Jesse’s position: I agree that evangelists need to confront sin and show people they are under judgement, but the law is more than just the 10 commandments. Your Gospel presentation is not unbiblical, but simply not the only way.
Conflict: Whether the 10 commandments are a subset proposition or a convertible proposition of the law. A subset proposition is a statement where one subject is equated with another broader subject and the statements conversion does not mean the same thing. For example, cars are machines does not mean the same thing as machines are cars; machines is a larger category containing cars. A convertible proposition can be presented either way: Meaghan is my wife and my wife is Meaghan mean the same thing.
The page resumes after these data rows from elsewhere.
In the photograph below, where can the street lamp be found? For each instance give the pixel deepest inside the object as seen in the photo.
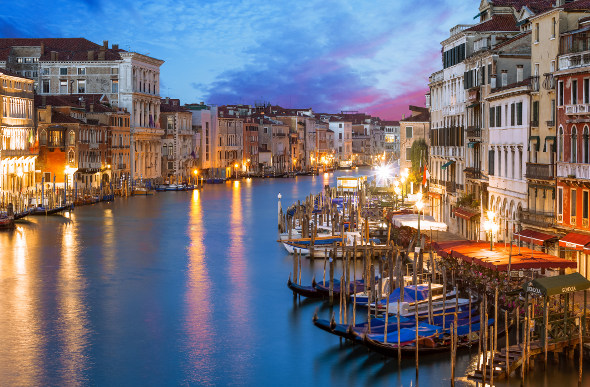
(491, 226)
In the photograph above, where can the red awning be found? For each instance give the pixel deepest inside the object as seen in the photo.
(536, 237)
(574, 240)
(465, 213)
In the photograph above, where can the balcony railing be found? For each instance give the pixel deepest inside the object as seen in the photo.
(451, 186)
(474, 131)
(472, 173)
(573, 170)
(540, 171)
(535, 83)
(537, 218)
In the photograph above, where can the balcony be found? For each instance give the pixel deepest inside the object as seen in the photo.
(540, 171)
(541, 219)
(577, 109)
(451, 186)
(535, 83)
(473, 131)
(574, 60)
(573, 170)
(472, 173)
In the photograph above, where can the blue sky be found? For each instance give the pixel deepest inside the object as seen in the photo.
(372, 56)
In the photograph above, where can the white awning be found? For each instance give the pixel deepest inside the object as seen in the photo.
(427, 222)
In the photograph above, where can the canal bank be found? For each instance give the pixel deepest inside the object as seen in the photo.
(180, 288)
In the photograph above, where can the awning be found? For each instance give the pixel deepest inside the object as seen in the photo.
(537, 139)
(465, 213)
(445, 165)
(560, 284)
(575, 241)
(532, 236)
(548, 138)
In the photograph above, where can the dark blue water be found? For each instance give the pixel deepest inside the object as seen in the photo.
(180, 288)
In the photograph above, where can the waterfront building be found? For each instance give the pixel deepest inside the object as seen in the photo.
(130, 80)
(18, 146)
(391, 130)
(412, 128)
(573, 145)
(342, 137)
(206, 123)
(178, 143)
(448, 104)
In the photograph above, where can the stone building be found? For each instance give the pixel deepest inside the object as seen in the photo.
(18, 146)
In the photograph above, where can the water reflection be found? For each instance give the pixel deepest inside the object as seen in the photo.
(73, 324)
(20, 332)
(197, 322)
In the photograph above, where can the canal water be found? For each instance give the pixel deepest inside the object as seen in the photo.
(181, 288)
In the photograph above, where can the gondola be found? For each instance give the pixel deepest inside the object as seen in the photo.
(305, 291)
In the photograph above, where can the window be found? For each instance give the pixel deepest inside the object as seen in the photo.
(560, 144)
(560, 93)
(81, 86)
(574, 145)
(573, 202)
(585, 205)
(559, 202)
(574, 91)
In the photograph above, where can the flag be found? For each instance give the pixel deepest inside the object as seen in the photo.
(425, 176)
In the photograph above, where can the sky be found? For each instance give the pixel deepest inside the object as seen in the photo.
(371, 56)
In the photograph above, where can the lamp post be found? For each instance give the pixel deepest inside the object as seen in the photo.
(492, 227)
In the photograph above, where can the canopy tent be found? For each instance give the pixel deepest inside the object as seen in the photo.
(479, 253)
(427, 222)
(532, 236)
(551, 286)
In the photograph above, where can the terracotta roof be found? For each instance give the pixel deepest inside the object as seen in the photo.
(59, 118)
(79, 101)
(498, 22)
(579, 5)
(68, 49)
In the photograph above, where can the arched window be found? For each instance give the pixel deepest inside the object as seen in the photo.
(574, 145)
(560, 144)
(586, 158)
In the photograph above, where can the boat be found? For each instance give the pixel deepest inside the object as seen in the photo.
(7, 222)
(302, 290)
(142, 191)
(50, 211)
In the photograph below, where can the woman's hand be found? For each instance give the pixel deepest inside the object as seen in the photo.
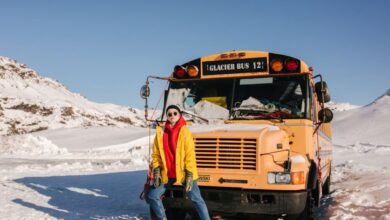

The Law: Law is not equatable with the 10 commandments. A quick look at a half-decent lexicon will reveal that the word for the law of Moses, Torah does include laws but also implies teaching and instruction. The Torah itself is a large book and Genesis, Exodus, Leviticus, Numbers, and Deuteronomy are not equivalent to the ten commandments. Mortimer Adler in How to Read A Book notes that a key to understanding an author is to understand the specific use of terms an author uses (and all good authors will define their terms). Failure to properly understand author’s use of a term is to fail to understand the author’s meaning. The Bible, as literature, is no different in this regard. This also explains Ray’s questionable use quotes from historical figures.
Lastly, Ray made no mention of the divisiveness that has arisen in the church, the very reason Jesse was asked to speak on the issue. Notice that parts of Ray’s conclusion show a very black and white view of this issue, which may cause further unnecessary division between genuine believers. Ray writes:
“If the above accusations are true, I should be thrown out of the Church and my teachings considered heretical. . . I wonder how many will now set aside the use of The Ten Commandments because of Jesse’s talk, and cease to mention Judgment Day, or open up the divine Law as Jesus did. . . .Look at these sobering words from the Prince of Preachers: The doctrine of judgment to come is the power by which men are to be aroused. There is another life; the Lord will come a second time; judgment will arrive; the wrath of God will be revealed. Where this is not preached, I am bold to say the gospel is not preached.”
Jesse’s charitable dealings with Ray are at the least a good reminder to show patience with those that one perceives are in error, instead polemics that lack subtlety and nuance which ultimately undermine the witness of a church.